The essence of the book is a demonstration of how the irrational moralism we call “political correctness” has eroded our culture’s appreciation for – and even understanding of – freedom of speech. I would add that it has also contributed significantly to a serious dumbing-down of our dialogue, as well as of a loss of respect for the truth – neither of which claims would be disputed by Ziegler. However, as much as I would have liked to like this work, it is simply not a good book.

No small part of the problem with the book is that it is really, first and foremost, about John Ziegler, and his trials and tribulations as a misunderstood and oppressed talk radio character. Furthermore, the entire book is just a series of anecdotes – some of which may be interesting, but the sum of which fail to constitute a rewarding whole, in much the same way a platter full of Twinkies would fail to constitute a rewarding meal. It might be unfair to criticize him for not writing the book he didn’t write, but when a book’s subtitle purports to tell “how” something comes to be, a little analysis might not be an unreasonable expectation. There’s simply not much there, despite ample subject matter. This book even has an index, though it is such a light-weight work that its inclusion seems unnecessary, if not a tad contrived.

Then there is the matter of the writing just not being very good. This guy’s not a writer, he’s a whiner, an agitator, and a wiseguy – and it shows. Even the editing is poor, with numerous sentences and paragraphs showing obvious traces of cut and paste procedures that nobody bothered to go back to clean up.

In truth, I was also put off by a number of his libertarian prejudices, as he perpetuates several of the hoary dogmas of the left as related to religious faith in the public square, such as the canard that “organized religion” is responsible for most of the world’s bloodshed. I’ve already returned the book, and cannot remember any specific examples off the top of my head except for one rather comical one.

Anyone who spends any time these days defending Catholicism in public is accustomed to having the recent clergy sexual abuse crisis hauled out by critics of the Church as a kind of talisman against having to take seriously anything someone in the Church says, regardless of how serious it might actually be.

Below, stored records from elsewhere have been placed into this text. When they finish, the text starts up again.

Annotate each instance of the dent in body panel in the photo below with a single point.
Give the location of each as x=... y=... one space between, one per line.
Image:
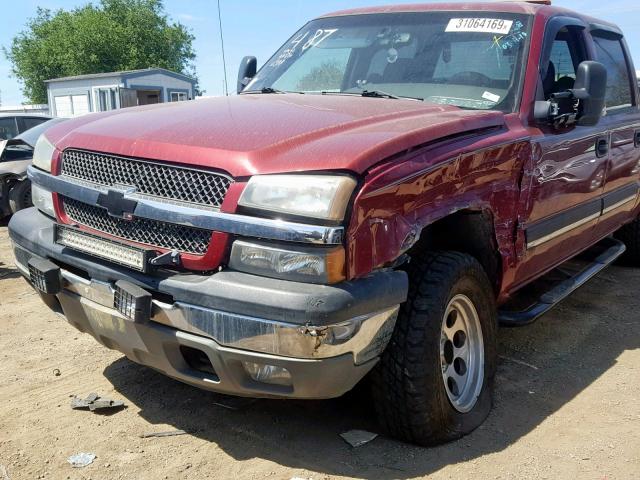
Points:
x=401 y=198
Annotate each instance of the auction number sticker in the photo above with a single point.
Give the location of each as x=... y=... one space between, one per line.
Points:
x=482 y=25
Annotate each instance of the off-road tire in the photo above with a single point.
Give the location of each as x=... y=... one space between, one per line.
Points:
x=20 y=196
x=630 y=236
x=407 y=384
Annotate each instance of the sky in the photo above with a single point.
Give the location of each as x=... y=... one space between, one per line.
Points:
x=258 y=28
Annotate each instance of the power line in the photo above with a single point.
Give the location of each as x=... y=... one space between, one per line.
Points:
x=224 y=61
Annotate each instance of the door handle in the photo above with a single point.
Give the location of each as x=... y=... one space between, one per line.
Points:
x=602 y=147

In discussing the outraged response of the Archdiocese of New York to an act of on-the-air sacrilege-for-entertainment within the sacred space of Saint Patrick Cathedral, Ziegler pulls out the obligatory talisman by saying something along the lines of “how can they waste their time complaining about this when THE CRISIS happened!” But then, incredibly, he goes on to claim that the clergy sexual abuse crisis is clearly the worst scandal in Church history!

Ignoring the irony that THE CRISIS as an issue specific to the Catholic Church (as opposed to an issue common to almost every institution during the “sexual revolution” and the rise of “therapeutic man”) is actually a product of the exact same anti-critical, obfuscating, politically motivated, media-driven left-wing group-think that Ziegler wrote this book to complain about, the claim that this is anywhere near the worst scandal in Church history just exposes a complete lack of historical credibility on his part.

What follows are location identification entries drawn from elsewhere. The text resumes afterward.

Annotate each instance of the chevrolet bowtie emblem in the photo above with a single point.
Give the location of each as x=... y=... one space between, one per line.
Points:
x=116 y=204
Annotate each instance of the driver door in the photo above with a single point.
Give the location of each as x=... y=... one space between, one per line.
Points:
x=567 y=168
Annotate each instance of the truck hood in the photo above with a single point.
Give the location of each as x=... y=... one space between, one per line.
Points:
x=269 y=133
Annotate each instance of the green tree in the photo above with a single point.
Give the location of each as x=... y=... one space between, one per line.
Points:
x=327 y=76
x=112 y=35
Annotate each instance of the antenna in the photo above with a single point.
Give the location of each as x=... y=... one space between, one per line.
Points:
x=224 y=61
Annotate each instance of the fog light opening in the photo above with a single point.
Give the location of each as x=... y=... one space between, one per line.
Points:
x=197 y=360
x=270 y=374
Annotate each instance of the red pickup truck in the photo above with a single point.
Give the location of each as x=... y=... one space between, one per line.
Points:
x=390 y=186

In terms of scandal, a small fraction of priests committing grave sins and an episcopal bureaucracy that bungles the response would hardly seem to hold a votive candle to the spectacle of the “one, holy, catholic, and apostolic Church” presenting three rival claimants to the papal throne, to use just one of many possible candidates from the first half of the second millennium. Many other examples abound, and the current situation is really just a blip on the radar screen in the big picture – as outrageous as that undoubtedly feels to the happy consumers of “politically correct” moralism – where nothing is more important than having properly defined victims, except having appropriate scapegoats put in their place.

What might be unprecedented in history, though, is the public disregard for truth that simmers under the surface of Ziegler’s book, like volcanic lava threatening to erupt onto the surface of society with devastating toxicity and lifeless scorching ore. It’s just not clear to me whether Ziegler’s approach is more part of the solution, or the problem.